В зале зашевелились, загомонили: «Спасибо… Спасибо, господин Банев…» — стали подниматься, выбираться со своих мест, а Виктор стоял, стиснув в кулаке записки, и чувствовал себя болваном, и знал, что красен, что вид имеет растерянный и жалкий, но он взял себя в руки, сунул записки в карман и спустился со сцены.

Самым трудным было то, что он так и не понял, как следует относиться к этим детям. Они были ирреальны, они были невозможны, их высказывания, их отношение к тому, что он писал, и к тому, что он говорил, не имело никаких точек соприкосновения с торчащими косичками, взлохмаченными вихрами, с плохо отмытыми шеями, с цыпками на худых руках, с писклявым шумом, который стоял вокруг. Словно какая-то сила, забавляясь, совместила в пространстве детский сад и диспут в научной лаборатории. Совместила несовместимое. Наверное, так чувствовала себя та подопытная кошка, которой дали кусочек рыбки, почесали за ухом и в тот же момент ударили электрическим током, взорвали под носом пороховой заряд и ослепили прожектором… «Да, — сочувственно сказал Виктор кошке, состояние которой он представил себе сейчас очень хорошо. — Наша с тобой психика к таким шокам не приспособлена, мы с тобой от таких шоков и помереть можем…»

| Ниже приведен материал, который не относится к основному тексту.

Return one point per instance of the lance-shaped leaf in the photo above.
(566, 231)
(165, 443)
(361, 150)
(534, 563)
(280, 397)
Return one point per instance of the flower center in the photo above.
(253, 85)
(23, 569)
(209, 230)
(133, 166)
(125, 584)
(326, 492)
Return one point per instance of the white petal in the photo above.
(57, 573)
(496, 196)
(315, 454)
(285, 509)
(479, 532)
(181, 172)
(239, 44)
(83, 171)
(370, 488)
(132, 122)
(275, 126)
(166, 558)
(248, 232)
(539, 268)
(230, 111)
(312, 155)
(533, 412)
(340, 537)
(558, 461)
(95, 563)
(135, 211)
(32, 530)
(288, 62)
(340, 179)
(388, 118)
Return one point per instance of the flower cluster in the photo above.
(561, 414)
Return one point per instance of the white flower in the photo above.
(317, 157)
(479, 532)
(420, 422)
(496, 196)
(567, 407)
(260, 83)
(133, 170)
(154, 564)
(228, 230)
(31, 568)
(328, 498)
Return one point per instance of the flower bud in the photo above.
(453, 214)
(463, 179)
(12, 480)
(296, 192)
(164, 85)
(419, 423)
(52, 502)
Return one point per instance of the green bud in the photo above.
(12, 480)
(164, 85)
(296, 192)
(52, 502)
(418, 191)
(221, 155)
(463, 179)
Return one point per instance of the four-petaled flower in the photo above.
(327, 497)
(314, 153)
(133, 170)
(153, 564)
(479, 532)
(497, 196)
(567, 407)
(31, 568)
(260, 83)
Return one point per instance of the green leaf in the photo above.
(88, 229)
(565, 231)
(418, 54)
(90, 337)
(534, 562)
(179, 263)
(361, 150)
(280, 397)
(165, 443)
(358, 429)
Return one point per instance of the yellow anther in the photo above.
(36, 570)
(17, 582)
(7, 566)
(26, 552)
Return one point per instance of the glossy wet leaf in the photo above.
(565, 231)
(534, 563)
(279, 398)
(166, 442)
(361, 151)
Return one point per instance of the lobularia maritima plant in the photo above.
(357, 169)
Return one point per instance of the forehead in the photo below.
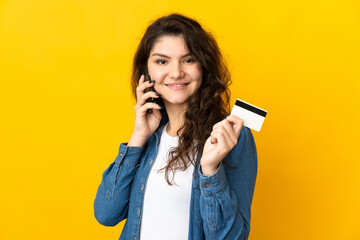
(170, 45)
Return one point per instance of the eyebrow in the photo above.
(165, 56)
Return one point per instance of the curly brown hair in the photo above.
(209, 105)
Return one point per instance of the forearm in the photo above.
(112, 198)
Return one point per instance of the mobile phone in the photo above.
(151, 99)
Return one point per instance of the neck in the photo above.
(176, 114)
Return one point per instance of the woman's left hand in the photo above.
(222, 139)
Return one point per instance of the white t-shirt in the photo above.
(166, 208)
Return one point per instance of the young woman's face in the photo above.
(177, 74)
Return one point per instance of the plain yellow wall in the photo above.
(66, 105)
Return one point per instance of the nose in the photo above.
(176, 71)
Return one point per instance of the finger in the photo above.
(142, 86)
(227, 126)
(237, 123)
(226, 137)
(147, 106)
(224, 144)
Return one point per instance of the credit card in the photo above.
(252, 116)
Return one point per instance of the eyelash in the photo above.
(161, 60)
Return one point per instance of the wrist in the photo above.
(209, 170)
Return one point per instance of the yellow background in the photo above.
(66, 105)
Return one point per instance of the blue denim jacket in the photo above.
(220, 203)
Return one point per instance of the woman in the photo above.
(189, 168)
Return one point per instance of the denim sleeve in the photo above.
(112, 199)
(226, 196)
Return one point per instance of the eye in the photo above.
(189, 60)
(161, 61)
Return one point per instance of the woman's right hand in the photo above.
(145, 123)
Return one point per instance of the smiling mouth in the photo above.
(177, 85)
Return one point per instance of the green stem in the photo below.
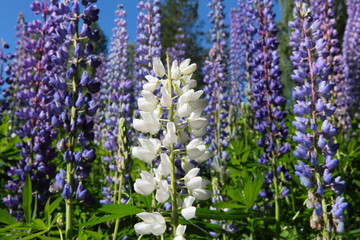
(117, 223)
(70, 166)
(175, 214)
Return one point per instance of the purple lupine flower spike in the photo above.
(352, 58)
(34, 114)
(117, 92)
(268, 100)
(74, 105)
(177, 52)
(315, 133)
(148, 43)
(216, 88)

Тут он обнаружил, что завяз. Его обступили и не давали пройти. На мгновение его охватил панический ужас. Он бы не удивился, если бы его сейчас молча и деловито повалили и принялись вскрывать на предмет исследования идеологии. Но они не хотели его вскрывать. Они протягивали ему раскрытые книжки, дешевые блокнотики, листки бумаги. Они лепетали: «Автограф, пожалуйста!» Они пищали: «Вот здесь, пожалуйста!» Они сипели ломающимися голосами: «Будьте добры, господин Банев!»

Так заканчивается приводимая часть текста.